Jurgen Klopp has spoken about Ryan Gravenberch and why he was substituted in their 2-0 Europa League victory over Union Saint-Gilloise.
Klopp revealed he was forced to change his plan for Ryan Gravenberch after the Dutchman scored the first goal for Liverpool.
The summer signing, who had claimed assists in both of his first two starts for the club, opened his account late in the first half with a simple tap-in after Trent Alexander-Arnold’s strike was parried.
It capped off an impressive performance for the former Bayern Munich man as he continues to grow in stature following a difficult season in the Bundesliga.
Klopp was delighted with Gravenberch’s performance against the Belgians as the Reds made it two wins from two in the Europa League group stages. However, the Reds boss admitted that he was forced to change his plan for the 21-year-old, who was withdrawn late on.
“I think it’s really obvious how good he is,” Klopp told reporters. “What a talent he is, he is enjoying the situation, enjoying himself. That’s very important.
“Gets step-by-step all the confidence back, that is really cool to see. He is in the middle of the group, fits really well to the age group of the majority of the squad. That is good. It’s only positive.
“We thought he might be able to play 90. We wanted to give him 90 but then we saw he dropped a little bit and didn’t want to build any risk, so that’s why we brought on Dom (Dominik Szoboszlai) for a few minutes.
“Everything goes in the right direction, that’s really helpful.”
Meanwhile, Klopp has downplayed any fears that Wataru Endo had been withdrawn because of injury against Union.
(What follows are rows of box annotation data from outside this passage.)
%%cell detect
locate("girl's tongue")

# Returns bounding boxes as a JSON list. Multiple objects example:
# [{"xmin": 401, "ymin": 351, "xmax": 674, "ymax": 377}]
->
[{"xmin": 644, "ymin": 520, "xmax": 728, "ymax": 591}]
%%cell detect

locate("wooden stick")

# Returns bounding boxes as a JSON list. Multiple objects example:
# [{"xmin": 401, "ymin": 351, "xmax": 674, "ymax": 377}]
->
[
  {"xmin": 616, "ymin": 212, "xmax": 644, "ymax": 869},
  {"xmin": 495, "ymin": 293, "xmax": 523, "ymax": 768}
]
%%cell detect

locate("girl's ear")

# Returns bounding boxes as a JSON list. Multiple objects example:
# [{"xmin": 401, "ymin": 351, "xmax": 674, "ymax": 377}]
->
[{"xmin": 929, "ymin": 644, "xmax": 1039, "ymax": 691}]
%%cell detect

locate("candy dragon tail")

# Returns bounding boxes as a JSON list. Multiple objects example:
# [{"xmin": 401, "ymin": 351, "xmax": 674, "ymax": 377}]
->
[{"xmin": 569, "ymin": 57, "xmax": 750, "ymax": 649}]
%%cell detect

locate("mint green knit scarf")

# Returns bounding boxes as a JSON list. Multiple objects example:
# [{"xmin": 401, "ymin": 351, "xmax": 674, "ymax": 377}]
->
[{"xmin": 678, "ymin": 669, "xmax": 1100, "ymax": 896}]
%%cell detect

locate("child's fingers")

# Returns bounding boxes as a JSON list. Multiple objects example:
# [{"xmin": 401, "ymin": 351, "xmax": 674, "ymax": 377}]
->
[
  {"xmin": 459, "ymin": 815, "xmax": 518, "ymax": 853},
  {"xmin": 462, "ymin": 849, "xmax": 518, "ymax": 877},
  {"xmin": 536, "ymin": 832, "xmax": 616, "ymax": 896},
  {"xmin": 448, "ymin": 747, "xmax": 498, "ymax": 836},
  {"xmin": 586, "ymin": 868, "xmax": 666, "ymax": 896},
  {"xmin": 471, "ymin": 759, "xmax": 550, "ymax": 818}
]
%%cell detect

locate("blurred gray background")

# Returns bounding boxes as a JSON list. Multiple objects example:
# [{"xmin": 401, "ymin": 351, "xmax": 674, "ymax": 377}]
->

The Japan international was taken off at half-time, along with Mohamed Salah and Darwin Nunez, and was spotted with a black eye following a first half collision. However, the German confirmed that all three changes had been pre-planned.
“Yeah, yeah. All three. All three sub were planned,” Klopp said. “If we could do it, that was the idea. If we could do it and nobody else has problems then these three boys would go off.”